Садисты и богатыри
Садисты и богатыри
Первый удар немецких войск пришелся на Бельгию, причиной тому было ее неудачное географическое положение между Францией и Германией. Бельгийский король Альберт I информировал Вильгельма II, что его страна будет придерживаться нейтралитета. Бельгия была признана нейтральным государством еще трактатом 1839 года, который подписала и Пруссия. Но 2 августа Берлин ультимативно потребовал права свободного прохода для своих войск через бельгийскую территорию. Ночью правительство в Брюсселе отвергло ультиматум.
3 августа Германия объявила войну Франции. Лондон предложил Берлину уважать бельгийский нейтралитет. Но немецкие войска уже вторглись на территорию Бельгии. Они не ожидали сопротивления, но гарнизон Льежа сражался отчаянно.
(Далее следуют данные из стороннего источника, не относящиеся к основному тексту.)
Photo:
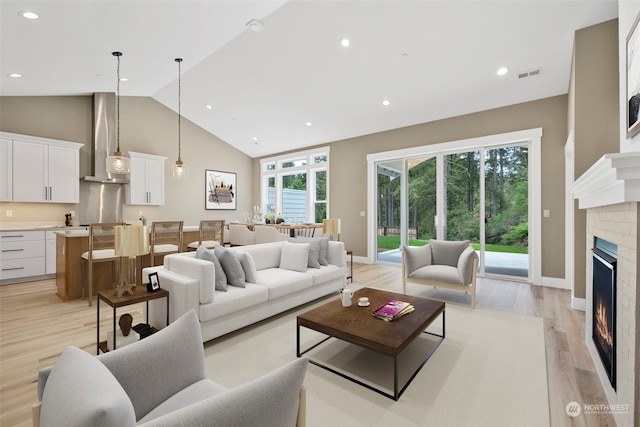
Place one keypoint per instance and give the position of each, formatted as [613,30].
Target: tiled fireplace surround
[618,224]
[610,193]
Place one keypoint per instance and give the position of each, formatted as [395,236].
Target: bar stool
[102,248]
[211,234]
[166,238]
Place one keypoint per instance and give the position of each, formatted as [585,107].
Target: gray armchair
[443,264]
[160,381]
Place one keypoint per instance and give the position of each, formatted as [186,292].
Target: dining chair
[102,248]
[211,234]
[166,238]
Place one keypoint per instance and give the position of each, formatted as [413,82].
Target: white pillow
[294,256]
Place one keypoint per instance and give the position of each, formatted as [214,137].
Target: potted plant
[268,218]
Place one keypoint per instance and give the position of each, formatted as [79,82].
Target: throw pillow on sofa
[231,265]
[295,256]
[314,250]
[209,255]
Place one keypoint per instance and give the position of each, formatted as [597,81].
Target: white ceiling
[431,59]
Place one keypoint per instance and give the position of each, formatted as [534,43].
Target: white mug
[347,294]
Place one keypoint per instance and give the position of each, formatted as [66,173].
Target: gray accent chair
[443,264]
[160,381]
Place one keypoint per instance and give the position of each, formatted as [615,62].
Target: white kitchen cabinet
[45,170]
[146,180]
[6,170]
[22,255]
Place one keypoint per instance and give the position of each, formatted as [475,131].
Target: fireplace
[604,305]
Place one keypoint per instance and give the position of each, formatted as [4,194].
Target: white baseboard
[579,304]
[553,282]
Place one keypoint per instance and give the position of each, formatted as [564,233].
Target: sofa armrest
[466,264]
[336,254]
[415,257]
[184,295]
[199,269]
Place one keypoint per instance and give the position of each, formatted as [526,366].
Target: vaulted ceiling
[293,84]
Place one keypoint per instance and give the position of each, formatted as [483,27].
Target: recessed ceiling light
[27,14]
[255,25]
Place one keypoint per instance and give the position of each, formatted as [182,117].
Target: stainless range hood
[104,137]
[101,194]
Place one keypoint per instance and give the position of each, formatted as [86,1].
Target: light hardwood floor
[35,326]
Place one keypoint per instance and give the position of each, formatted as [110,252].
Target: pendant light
[118,164]
[180,170]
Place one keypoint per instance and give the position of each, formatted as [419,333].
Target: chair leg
[90,282]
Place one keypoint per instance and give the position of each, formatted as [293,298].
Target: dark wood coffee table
[357,325]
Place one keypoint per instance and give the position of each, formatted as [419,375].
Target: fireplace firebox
[604,305]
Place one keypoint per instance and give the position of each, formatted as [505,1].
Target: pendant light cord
[118,55]
[179,60]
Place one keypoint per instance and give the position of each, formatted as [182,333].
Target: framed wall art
[633,79]
[220,190]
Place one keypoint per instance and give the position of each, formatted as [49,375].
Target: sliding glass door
[478,195]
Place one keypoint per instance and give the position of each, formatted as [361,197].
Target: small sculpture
[125,322]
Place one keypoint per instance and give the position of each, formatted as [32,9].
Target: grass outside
[393,242]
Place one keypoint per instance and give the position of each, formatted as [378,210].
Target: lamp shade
[331,226]
[132,240]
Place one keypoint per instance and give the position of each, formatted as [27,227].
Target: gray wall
[594,115]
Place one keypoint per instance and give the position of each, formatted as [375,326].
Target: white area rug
[489,371]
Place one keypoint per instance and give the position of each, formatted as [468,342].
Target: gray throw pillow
[81,391]
[231,265]
[324,248]
[314,250]
[208,255]
[447,252]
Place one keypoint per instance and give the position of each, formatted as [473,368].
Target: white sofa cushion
[295,256]
[235,299]
[265,255]
[281,282]
[325,274]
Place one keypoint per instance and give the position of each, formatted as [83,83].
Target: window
[296,186]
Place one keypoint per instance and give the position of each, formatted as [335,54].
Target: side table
[140,294]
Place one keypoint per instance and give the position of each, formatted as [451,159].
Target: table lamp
[131,241]
[331,226]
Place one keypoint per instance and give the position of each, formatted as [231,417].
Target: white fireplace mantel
[614,178]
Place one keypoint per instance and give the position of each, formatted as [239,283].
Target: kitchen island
[71,244]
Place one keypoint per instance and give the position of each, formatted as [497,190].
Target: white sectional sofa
[279,285]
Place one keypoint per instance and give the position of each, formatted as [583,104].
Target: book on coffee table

Немецкие артиллеристы сокрушали бельгийские укрепления мощными пушками. От выстрелов «Большой Берты» – 420-мм орудия, самого крупного на тот момент калибра, названного в честь внучки основателя оружейного концерна Альфреда Круппа, – земля дрожала и вылетали оконные стекла. Бельгийские форты были разрушены, немногие выжившие обгорели.
Германская армия наступала, и одиннадцать миллионов французов и бельгийцев оказались в оккупации. Немцы обиженно заявляли, что в них стреляет мирное население, а это нарушение правил. Грозили: мирное население будет наказано. На самом деле никаких снайперов в гражданской одежде не существовало – от немцев отстреливались разрозненные группы французских и бельгийских солдат, пробиравшиеся к своим.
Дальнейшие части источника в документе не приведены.